The Westside Gazette

Campus police kill bipolar graduate student Bartholomew Williams

Bartholomew Williams

Campus police kill bipolar graduate student Bartholomew Williams

By Frederick H. Lowe

      California State University-San Bernadino police recently  shot to death an unarmed Black graduate student who suffered from a bipolar disorder. The student was shot during a fight with police inside a campus building.

     The university police fired five shots at Bartholomew Williams, 38, fatally wounding him with a bullet to the chest, Lt. Paul Williams, spokesman for the San Bernardino Police Department, tells The NorthStar News & Analysis. The incident occurred during a struggle in the hallway of one of the school’s housing units, according to Lt. Williams, who is investigating the shooting.

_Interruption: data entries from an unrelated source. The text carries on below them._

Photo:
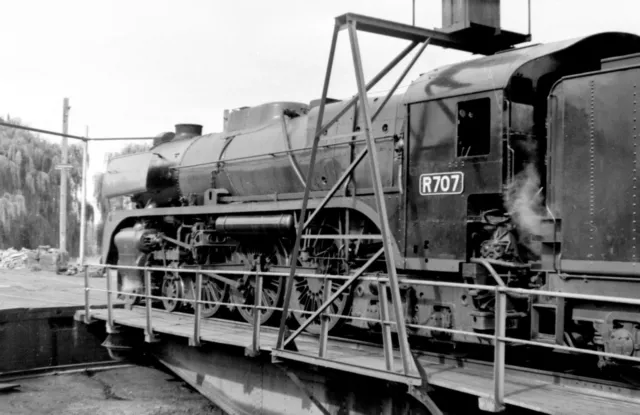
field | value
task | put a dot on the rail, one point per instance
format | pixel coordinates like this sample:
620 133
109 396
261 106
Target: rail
498 338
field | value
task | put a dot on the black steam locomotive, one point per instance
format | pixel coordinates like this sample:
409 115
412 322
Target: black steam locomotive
526 157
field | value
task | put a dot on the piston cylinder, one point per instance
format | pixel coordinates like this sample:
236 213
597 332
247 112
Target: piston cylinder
255 224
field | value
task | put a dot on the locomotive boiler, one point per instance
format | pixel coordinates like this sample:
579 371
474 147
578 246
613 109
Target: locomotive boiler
526 158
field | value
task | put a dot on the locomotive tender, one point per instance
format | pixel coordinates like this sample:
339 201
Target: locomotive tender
527 158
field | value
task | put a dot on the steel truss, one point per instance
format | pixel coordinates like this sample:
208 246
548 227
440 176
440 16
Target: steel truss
353 23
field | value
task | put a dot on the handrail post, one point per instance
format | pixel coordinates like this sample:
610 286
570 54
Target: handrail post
110 327
87 307
496 402
387 342
195 340
149 337
255 346
324 325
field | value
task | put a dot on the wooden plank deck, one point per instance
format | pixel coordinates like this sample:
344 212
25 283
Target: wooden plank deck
545 396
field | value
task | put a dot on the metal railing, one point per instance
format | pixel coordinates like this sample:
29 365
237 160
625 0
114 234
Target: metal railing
499 338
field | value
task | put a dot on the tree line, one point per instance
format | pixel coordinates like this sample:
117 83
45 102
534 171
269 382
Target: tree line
30 192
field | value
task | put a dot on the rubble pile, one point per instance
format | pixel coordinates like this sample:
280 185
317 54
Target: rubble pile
43 258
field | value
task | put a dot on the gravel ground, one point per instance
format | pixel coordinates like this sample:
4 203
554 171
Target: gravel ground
21 288
129 391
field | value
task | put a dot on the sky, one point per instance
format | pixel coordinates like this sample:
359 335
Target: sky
137 68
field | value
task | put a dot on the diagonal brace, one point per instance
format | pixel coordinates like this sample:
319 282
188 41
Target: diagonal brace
345 175
334 296
352 101
405 351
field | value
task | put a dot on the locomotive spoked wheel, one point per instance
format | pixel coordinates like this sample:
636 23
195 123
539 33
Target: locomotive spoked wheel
212 290
173 288
272 287
308 293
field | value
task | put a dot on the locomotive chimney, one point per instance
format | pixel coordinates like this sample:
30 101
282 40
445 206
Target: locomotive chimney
462 15
187 131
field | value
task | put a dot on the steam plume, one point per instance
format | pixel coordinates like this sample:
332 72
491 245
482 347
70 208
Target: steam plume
523 201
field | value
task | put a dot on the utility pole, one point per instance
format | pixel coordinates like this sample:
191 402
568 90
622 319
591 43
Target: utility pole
63 176
413 13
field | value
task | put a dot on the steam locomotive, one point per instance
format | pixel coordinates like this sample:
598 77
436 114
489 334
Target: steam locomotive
527 158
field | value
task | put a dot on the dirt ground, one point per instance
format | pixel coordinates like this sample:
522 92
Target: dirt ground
129 391
21 288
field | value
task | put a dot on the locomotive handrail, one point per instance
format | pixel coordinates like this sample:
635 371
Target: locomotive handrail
285 152
499 337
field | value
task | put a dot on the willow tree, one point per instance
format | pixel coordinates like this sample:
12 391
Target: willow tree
30 189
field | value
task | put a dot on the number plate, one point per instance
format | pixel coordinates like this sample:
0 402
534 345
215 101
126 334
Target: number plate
441 183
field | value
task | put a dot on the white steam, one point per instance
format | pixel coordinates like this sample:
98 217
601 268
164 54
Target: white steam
523 201
131 285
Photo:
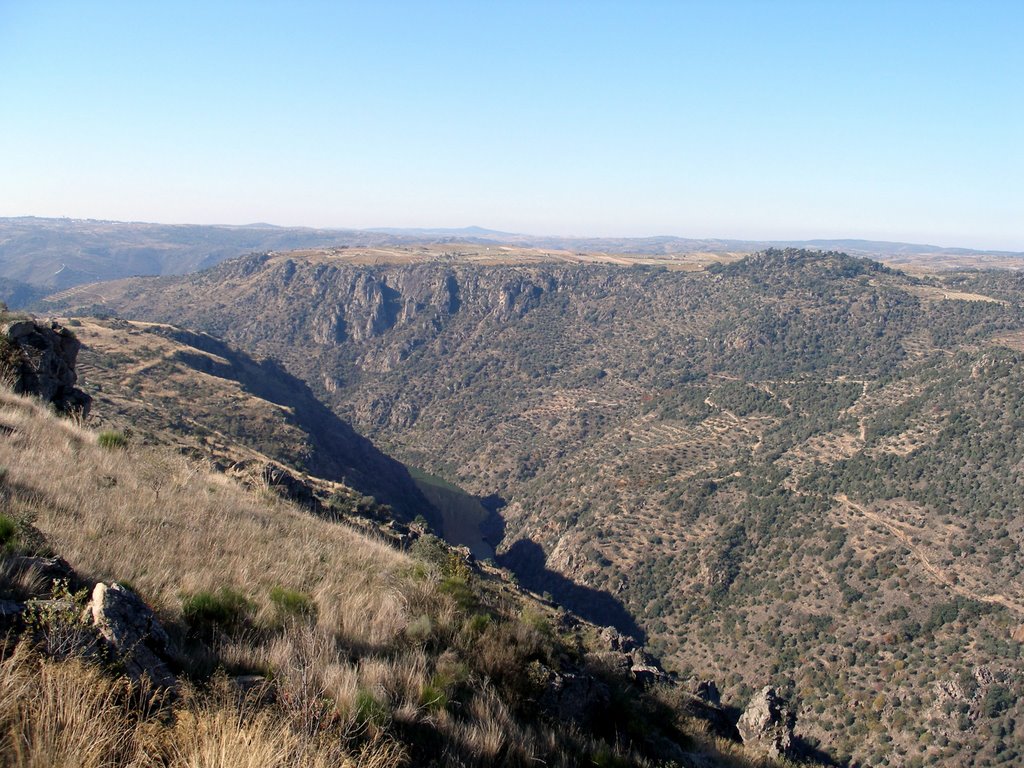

     Williams, an Oregon native, was working on his second master’s degree in educational technology, Sid Robinson, a Cal State San Bernardino spokesman, tells The NorthStar News. 

     “He had enrolled in graduate school in the summer of 2011,” Robinson said. Williams took one course during the fall semester, which ended on Friday.

     Lt. Williams said three university police officers had been called to University Village, a housing complex where Williams lived, after someone complained that he was causing a disturbance. It was not clear what the disturbance involved. It was the third call campus police received that day involving Williams, Lt. Williams said.

     Two of the calls were received in the morning. The last call occurred around 6:30 p.m. This time, police attempted to hand-cuff Williams, and he began fighting them, Lt. Williams said. The university police ordered him to comply with their demands. Then they attacked him with pepper spray and used their batons to beat Williams, but these actions had no effect on him, police said.

     Williams wrestled one of the campus police officers to the ground and began kicking him in the head and in the chest, Lt. Williams said.  Two campus police officers, one female and one male, then fired five shots at Williams, killing him instantly.

Police said they killed Williams because they feared for their lives. The woman officer was treated at a local hospital for a sprained thumb, reported The San Jose Mercury News. The university placed the three officers on leave while the San Bernardino police investigate the shooting death.

     The NorthStar News & Analysis could not reach Williams’ parents, but they told KTLA, a television station, that their son had been diagnosed with a bipolar disorder when he was 21 years old. San Bernardino police said Williams was not taking his medication to control the disorder. The San Jose Mercury News reported that a campus physician was prescribing medicine for Williams.

     This is the second high-profile event recently involving a black man suffering from a bipolar disorder, which if untreated causes wild mood swings.

     U. S. Rep. Jesse Jackson, Jr., who was being treated for a bipolar II disorder at the Mayo Clinic in Rochester, Minn.,  recently resigned from Congress because of his mental health.

     In a statement, Cal State San Bernardino officials expressed their deepest sympathies to Williams’ family.